Engineering implication: classify your agent's outputs against the SaMD framework before shipping. Most enterprise healthcare agents we deploy fall outside SaMD because they surface citations and route to clinicians for interpretation. The line moves with how the agent is used, not just what it says - be intentional about the framing in your UI.
References
- [1]HIPAA Security Rule - HHS (2024 (current))
- [2]Anthropic BAA + Trust Center - Anthropic (2025)
- [3]AWS HIPAA-eligible services - AWS (2025)
- [4]FDA Good Machine Learning Practice for medical devices - FDA / Health Canada / MHRA (2024)
- [5]AI Risk Management Framework Generative AI Profile - NIST (2024)
- [6]21st Century Cures Act information-blocking rule - ONC (2024)
- [7]HITRUST CSF v11 - HITRUST Alliance (2024)
Frequently asked questions
Are open-weight models acceptable for PHI?
Yes when self-hosted in customer-owned infrastructure with appropriate controls (encryption, RBAC, audit). The BAA question only applies when a third-party vendor processes PHI on your behalf.
What about state laws (CCPA, NY SHIELD)?
Layer on top of HIPAA. State laws typically add notice and rights obligations; the engineering deliverables on this page satisfy most state requirements as long as the audit trail is queryable.
Can we use these patterns for HITRUST certification?
Yes. HITRUST CSF includes the controls covered above. We pair with HITRUST assessors during engagement and have shipped agents into HITRUST-certified environments.
How long does this take?
6–10 weeks for a single clinical-adjacent agent, including governance documentation. We've seen organizations try to compress to 2 weeks; the result is debt that surfaces during audit.
Which model providers offer BAA coverage in 2026?
Anthropic Claude on AWS Bedrock (BAA via AWS), Azure OpenAI (BAA via Microsoft), and GCP Vertex AI (BAA via Google).
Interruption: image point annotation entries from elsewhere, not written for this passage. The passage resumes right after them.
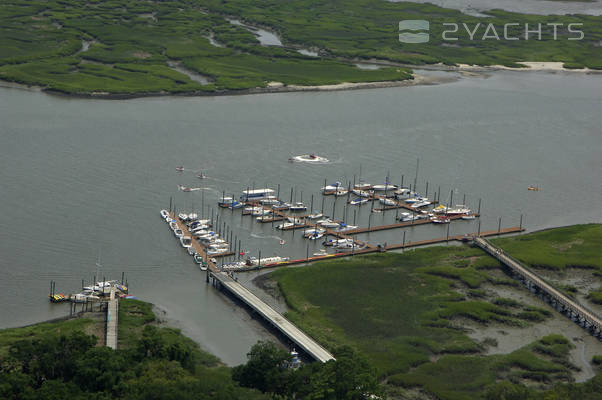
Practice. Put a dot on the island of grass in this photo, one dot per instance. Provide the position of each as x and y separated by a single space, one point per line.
128 48
410 314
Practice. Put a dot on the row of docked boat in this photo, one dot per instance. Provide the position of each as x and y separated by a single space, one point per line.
254 262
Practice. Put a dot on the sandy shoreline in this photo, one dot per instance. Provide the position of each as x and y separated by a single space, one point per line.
278 87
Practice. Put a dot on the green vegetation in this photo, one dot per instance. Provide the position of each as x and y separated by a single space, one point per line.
59 361
369 29
38 331
129 43
406 313
575 246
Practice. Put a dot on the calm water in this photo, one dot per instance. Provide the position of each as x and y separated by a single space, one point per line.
82 176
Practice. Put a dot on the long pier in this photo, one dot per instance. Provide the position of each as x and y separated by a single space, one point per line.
286 327
276 319
586 317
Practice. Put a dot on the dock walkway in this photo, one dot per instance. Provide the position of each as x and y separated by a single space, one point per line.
112 321
286 327
589 318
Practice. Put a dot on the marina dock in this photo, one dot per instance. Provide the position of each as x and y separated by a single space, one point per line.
587 318
112 321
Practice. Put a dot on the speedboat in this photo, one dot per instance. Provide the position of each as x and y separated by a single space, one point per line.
298 206
330 189
343 227
269 200
387 202
186 241
309 232
440 209
421 203
309 158
327 223
285 225
281 206
225 202
361 193
362 186
459 209
384 187
401 192
358 201
315 216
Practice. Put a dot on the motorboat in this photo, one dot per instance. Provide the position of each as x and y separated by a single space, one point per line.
298 206
385 187
362 186
343 227
260 211
309 158
270 200
314 216
358 201
401 192
225 202
256 194
281 206
235 205
327 223
335 242
362 193
215 252
440 209
330 189
309 232
285 225
421 203
387 202
186 241
458 210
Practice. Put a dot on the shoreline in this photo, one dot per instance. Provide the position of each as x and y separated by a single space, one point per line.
417 79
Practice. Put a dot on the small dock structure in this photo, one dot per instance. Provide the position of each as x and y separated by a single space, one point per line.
587 318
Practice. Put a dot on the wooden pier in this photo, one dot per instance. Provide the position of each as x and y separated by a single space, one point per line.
112 321
586 318
287 328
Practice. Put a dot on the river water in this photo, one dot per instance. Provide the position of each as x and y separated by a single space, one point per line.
79 177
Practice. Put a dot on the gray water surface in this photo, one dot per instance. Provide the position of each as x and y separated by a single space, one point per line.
79 176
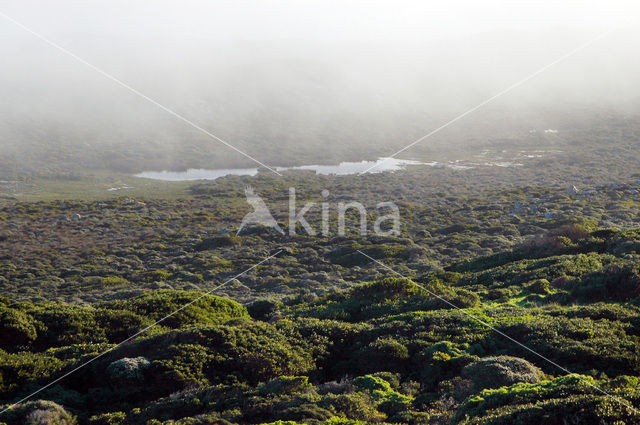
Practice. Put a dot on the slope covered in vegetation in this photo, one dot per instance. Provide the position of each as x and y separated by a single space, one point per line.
388 350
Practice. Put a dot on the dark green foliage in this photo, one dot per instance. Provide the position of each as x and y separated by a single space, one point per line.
200 308
501 371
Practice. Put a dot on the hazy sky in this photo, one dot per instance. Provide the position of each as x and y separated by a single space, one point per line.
344 20
307 75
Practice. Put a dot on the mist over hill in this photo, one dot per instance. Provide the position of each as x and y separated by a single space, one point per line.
300 102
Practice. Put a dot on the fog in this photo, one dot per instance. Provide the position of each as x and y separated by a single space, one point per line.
293 83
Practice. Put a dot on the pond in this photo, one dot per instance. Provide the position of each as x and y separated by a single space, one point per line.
344 168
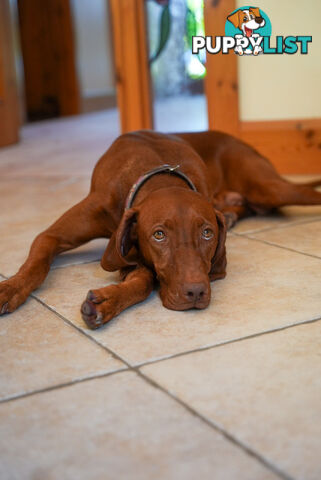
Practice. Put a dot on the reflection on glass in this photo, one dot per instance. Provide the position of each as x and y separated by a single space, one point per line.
177 74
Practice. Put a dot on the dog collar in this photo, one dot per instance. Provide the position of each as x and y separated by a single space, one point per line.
162 169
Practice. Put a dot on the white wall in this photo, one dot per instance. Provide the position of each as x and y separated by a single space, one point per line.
93 47
284 86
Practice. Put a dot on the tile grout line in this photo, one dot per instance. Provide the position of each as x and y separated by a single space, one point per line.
61 385
278 227
271 244
86 262
227 342
214 426
248 450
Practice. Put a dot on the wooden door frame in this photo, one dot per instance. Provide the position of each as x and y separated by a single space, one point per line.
50 72
133 82
9 105
293 146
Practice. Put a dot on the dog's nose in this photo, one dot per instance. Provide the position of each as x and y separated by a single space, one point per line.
194 292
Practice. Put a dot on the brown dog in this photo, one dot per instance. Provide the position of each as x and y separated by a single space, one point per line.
171 226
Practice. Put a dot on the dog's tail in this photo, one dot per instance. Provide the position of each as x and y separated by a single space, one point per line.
312 183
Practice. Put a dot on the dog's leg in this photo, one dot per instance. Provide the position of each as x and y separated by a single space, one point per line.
105 303
83 222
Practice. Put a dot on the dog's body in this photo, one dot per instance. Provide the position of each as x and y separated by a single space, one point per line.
170 232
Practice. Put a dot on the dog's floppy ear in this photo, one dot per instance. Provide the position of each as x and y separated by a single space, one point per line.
235 18
120 243
218 269
256 11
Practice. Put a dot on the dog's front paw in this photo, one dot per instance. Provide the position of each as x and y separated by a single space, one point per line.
11 296
100 306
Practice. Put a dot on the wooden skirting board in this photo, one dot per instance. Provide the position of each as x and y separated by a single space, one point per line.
293 146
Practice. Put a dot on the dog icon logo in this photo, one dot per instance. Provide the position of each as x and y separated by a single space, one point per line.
248 25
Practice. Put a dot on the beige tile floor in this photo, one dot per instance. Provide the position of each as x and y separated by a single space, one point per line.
232 392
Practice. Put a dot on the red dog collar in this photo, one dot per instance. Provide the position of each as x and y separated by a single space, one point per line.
162 169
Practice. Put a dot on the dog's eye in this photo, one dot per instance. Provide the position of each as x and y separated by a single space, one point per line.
207 233
159 235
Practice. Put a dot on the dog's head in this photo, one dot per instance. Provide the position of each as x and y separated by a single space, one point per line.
180 235
247 20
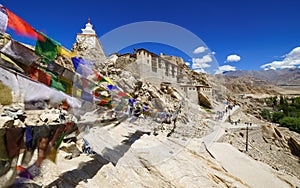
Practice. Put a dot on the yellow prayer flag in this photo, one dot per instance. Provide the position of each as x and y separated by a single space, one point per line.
109 81
63 51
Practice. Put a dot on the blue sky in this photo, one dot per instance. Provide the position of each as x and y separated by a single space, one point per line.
257 33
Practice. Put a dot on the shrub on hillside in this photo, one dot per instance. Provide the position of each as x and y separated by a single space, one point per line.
292 123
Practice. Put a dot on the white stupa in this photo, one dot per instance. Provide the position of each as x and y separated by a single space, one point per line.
88 28
88 45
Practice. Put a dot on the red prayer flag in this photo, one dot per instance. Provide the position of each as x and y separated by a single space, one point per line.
21 27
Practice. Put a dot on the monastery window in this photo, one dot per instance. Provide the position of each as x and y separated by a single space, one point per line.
160 62
173 71
154 66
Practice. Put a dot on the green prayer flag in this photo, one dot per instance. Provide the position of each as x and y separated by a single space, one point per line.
47 49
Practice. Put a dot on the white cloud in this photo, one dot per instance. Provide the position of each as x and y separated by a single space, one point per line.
199 50
200 70
224 68
290 60
201 63
233 58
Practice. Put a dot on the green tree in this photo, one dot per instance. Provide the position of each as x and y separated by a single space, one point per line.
265 113
290 122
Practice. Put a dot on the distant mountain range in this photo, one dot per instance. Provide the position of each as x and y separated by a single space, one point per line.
283 77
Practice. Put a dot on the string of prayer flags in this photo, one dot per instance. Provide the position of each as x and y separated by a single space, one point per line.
64 52
3 19
46 48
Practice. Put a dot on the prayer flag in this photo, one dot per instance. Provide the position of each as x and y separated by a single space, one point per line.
3 19
63 51
47 48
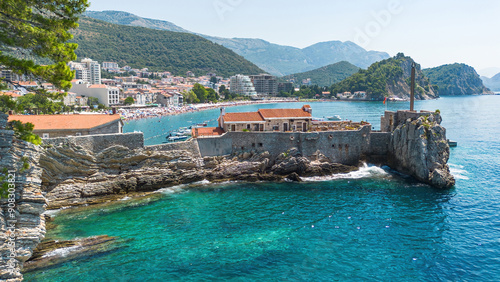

Direct OpenAI API and direct Anthropic API also have BAA tiers for enterprise customers. Open-weight self-hosted on customer infrastructure doesn't require a BAA - the customer is the processor.
Do we need IRB review for AI features in research contexts?
If the AI is used in research with human subjects, yes - your IRB will want to review. Engineering implication: build the audit log to support research data extracts (de-identified per Safe Harbor or Expert Determination) without re-engineering.
How do we handle minor patient data?
Standard HIPAA pediatric considerations apply (parent/guardian consent, age-out at majority for some states). Engineering implication: tag patient records with age category; route minor-related actions through a stricter reviewer queue; log consent status with each access.
What about TEFCA and information-blocking rules?
ONC's information-blocking rules apply to certified health IT and may govern how an AI agent surfaces or withholds information [6]. Practical pattern: an agent that summarizes records visible to the patient via a portal must not selectively suppress the same information from the patient's view. Build to parity.